Don Barker served in the Navy from 1959 to 1965 and said he has never forgotten Pearl Harbor. His cousin was one of 109 wounded aboard the USS Nevada, which was ported in the harbor when the Japanese began their assault. The battleship was hit with at least six bombs and a torpedo. Sixty crew members died that day.

Barker's cousin, he said, rarely talked about what happened to him.

"He was burned pretty bad, had shrapnel in him and everything," Barker said. "His skull was damaged ... it was sunk in."

Barker said he pays tribute to those who died at Pearl Harbor because it was something his great aunt and uncle drilled into him. As a kid growing up, he said, that's just what you did. You honored veterans.

"It was just a different time and people respected people in the service," his wife, Niki, said.

Gwinnett Fire Department Capt. Steve Cahn is way too young to remember firsthand the events at Pearl Harbor - he wouldn't even be born for another 26 years.

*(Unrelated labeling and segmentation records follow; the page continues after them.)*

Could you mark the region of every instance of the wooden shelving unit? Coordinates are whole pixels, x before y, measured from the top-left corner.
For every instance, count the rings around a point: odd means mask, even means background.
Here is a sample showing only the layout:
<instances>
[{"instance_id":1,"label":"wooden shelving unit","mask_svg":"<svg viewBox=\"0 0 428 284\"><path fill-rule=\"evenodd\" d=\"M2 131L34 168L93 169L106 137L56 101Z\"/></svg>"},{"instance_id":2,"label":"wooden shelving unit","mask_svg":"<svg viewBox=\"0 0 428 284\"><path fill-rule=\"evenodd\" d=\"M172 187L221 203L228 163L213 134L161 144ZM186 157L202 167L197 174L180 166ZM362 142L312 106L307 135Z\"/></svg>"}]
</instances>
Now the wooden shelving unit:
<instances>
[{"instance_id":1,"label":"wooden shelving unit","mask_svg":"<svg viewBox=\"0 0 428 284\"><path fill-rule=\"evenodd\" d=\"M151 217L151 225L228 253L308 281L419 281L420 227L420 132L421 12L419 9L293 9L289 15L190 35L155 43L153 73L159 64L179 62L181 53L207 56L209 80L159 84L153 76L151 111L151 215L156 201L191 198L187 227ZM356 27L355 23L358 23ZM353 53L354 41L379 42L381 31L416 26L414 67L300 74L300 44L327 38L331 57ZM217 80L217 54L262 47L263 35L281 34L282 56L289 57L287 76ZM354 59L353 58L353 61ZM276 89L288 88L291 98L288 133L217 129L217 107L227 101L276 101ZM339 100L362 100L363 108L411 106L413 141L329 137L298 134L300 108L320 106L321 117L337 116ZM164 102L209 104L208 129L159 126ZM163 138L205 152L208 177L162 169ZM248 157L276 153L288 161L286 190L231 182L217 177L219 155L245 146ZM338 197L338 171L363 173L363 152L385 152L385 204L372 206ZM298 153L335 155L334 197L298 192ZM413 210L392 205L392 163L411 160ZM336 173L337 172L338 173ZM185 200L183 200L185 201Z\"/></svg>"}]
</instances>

But he's heard the stories. And on Dec. 7, 1990, as a 24-year-old Marine headed to combat, he saw where it all happened.

"As we were pulling into Pearl Harbor, they reminded us of the date," Cahn said. "As we're going by, they tell us to stand by to render tribute to the USS Arizona and obviously being up that high on the flight deck, you can actually see the ship under the water."

Cahn said the sight of the ship and the thought of the 1,177 men who went down with her - their bodies, the wreckage, still undisturbed - gave him a sick feeling. He was actually looking at a ship, he thought, that at one point in history was under attack, full of flames and death, on its way to the ocean floor. He described the feeling as "surreal" as waves of emotions washed over him.

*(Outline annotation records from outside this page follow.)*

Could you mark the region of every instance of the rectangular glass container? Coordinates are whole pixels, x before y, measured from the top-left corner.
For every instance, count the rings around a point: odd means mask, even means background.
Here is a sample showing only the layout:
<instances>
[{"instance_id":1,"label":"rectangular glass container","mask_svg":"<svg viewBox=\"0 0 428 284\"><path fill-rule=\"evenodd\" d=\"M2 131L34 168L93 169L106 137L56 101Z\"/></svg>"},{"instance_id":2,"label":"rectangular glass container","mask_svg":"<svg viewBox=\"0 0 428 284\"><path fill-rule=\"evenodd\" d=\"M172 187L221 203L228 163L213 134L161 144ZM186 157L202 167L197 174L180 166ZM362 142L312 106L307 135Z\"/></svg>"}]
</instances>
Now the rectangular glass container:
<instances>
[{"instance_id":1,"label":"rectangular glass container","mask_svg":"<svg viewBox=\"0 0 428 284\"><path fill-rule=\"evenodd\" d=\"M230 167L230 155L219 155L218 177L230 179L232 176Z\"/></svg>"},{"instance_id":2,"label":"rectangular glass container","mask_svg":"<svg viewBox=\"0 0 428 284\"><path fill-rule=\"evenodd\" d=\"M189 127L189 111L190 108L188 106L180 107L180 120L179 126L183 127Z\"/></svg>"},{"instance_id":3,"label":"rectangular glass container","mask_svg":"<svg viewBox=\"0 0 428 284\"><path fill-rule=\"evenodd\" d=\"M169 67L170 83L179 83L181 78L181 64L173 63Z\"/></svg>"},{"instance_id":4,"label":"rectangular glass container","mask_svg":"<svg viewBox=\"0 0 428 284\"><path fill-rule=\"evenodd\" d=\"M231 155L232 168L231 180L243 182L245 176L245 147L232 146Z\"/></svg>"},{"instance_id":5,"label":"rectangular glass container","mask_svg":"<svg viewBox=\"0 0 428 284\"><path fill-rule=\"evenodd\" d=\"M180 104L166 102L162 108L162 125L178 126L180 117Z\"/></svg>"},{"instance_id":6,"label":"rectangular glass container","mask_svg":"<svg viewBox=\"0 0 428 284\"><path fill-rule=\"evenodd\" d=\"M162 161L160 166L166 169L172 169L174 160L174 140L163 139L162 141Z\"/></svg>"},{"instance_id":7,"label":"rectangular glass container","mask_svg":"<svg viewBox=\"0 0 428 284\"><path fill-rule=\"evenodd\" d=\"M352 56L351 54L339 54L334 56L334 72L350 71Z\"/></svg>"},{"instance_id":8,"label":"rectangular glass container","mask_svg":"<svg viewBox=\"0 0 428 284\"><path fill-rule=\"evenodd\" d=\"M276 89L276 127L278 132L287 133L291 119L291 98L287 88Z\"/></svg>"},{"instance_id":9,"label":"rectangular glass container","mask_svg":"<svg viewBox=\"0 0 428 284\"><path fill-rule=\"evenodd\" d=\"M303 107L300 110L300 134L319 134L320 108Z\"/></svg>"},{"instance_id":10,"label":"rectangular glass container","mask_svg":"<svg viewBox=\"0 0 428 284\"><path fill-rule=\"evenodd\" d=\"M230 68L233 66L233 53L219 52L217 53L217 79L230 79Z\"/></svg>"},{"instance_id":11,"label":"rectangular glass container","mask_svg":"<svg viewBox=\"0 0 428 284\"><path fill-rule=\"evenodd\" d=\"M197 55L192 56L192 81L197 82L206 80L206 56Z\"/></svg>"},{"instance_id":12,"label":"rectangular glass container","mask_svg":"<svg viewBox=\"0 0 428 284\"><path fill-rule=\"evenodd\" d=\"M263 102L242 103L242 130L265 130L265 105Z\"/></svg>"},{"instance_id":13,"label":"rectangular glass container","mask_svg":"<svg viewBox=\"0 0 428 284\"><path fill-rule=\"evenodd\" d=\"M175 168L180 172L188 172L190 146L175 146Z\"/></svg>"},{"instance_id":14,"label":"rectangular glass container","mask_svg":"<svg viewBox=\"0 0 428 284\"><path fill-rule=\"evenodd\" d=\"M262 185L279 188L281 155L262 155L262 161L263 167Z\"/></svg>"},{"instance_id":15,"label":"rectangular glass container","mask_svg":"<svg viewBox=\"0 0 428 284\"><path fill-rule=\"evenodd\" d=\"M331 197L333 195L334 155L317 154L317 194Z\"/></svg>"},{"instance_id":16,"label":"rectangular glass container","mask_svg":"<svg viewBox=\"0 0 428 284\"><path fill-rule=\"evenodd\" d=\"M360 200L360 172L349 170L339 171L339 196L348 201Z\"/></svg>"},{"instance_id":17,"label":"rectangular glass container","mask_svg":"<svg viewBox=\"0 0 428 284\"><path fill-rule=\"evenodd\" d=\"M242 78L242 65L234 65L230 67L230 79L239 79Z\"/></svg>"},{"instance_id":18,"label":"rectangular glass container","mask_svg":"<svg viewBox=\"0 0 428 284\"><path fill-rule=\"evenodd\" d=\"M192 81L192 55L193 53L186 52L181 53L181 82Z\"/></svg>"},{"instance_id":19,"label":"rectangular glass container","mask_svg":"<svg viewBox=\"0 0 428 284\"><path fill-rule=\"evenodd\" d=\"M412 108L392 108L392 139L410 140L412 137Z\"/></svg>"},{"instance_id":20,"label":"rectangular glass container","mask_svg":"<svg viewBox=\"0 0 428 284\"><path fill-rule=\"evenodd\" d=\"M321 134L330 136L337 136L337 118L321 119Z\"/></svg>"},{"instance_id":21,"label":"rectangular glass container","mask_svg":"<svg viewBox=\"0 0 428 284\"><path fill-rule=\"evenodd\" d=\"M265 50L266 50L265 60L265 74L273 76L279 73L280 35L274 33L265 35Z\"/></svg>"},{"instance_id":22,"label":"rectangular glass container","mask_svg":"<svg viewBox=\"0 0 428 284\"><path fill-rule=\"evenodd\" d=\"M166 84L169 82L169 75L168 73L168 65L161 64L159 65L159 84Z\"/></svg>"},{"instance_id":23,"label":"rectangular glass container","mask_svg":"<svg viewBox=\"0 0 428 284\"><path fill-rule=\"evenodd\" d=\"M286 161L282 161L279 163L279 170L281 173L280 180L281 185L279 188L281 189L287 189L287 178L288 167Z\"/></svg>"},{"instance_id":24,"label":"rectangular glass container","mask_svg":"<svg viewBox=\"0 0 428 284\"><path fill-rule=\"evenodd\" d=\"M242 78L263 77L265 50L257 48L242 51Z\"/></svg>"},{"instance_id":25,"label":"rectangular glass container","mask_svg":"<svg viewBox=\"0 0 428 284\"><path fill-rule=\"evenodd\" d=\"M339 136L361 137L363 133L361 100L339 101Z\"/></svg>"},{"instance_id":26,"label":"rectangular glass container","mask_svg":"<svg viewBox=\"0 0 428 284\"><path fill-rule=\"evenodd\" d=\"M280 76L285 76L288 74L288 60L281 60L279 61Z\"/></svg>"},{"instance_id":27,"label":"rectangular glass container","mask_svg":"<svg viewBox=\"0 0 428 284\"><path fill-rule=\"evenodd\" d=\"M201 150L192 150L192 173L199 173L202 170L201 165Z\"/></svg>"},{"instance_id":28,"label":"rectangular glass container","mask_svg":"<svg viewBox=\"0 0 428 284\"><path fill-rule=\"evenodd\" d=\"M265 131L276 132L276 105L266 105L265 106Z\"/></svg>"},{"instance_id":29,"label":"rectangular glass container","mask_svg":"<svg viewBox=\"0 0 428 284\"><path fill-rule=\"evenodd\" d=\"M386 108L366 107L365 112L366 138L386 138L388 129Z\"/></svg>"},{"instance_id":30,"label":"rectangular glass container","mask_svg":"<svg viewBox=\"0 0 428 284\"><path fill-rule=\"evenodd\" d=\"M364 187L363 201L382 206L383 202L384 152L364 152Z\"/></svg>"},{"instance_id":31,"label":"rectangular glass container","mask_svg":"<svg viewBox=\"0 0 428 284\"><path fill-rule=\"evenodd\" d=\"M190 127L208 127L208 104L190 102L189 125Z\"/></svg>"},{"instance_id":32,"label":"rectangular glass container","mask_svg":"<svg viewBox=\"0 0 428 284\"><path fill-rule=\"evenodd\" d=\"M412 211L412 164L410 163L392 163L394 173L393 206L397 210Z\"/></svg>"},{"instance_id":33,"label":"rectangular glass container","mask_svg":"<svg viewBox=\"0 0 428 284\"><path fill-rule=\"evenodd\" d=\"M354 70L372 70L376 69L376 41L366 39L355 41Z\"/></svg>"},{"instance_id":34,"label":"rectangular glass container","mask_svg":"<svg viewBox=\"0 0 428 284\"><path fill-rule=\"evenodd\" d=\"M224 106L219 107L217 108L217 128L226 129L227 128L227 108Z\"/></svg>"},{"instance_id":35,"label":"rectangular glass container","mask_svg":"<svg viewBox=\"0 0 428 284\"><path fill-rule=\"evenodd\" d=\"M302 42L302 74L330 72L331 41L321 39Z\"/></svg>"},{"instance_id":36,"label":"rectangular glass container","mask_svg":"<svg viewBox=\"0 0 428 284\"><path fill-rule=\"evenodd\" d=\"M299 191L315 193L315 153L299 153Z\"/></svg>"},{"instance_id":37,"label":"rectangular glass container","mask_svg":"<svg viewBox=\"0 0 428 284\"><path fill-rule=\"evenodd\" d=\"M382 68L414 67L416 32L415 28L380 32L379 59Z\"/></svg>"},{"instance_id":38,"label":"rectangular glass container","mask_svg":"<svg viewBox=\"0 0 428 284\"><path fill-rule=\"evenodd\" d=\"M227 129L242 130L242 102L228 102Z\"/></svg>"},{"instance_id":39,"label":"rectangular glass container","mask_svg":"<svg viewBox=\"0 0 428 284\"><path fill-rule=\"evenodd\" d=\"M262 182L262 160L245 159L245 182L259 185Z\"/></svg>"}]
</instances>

"Pride, knowing that here I am, a young Marine, getting ready to go to war and knowing these Marines and sailors prior to me had done their duty, stood their posts and died," he said. "I felt sorry for all those people who lost loved ones, and anger."

Cahn and his wife, Alysia, recently had the chance to return to Pearl Harbor where he visited the USS Arizona memorial, something he hadn't been able to do during his brief stay in 1990. The visit was a somber one, he said. All the emotions he felt back then returned, leaving him stunned and "just kind of standing there." Other tourists there were cutting up and laughing, but Cahn didn't feel like the memorial, which he described as "like a cemetery," was the place for playing jokes; it was a place for paying respects.

He took in the sights and sounds but Alysia snapped just one photo.

"Ol' Glory flying in the breeze," he said. "That's the only one."

Because of the tragic historical events of Dec. 7, 1941, thousands of Americans lost their lives. Thousands more were injured. Our nation was catapulted into the bloodiest war in recorded history.

And people are forgetting.

"That's what's happening with Pearl Harbor and it will happen to 9/11 if we let it," Barker said.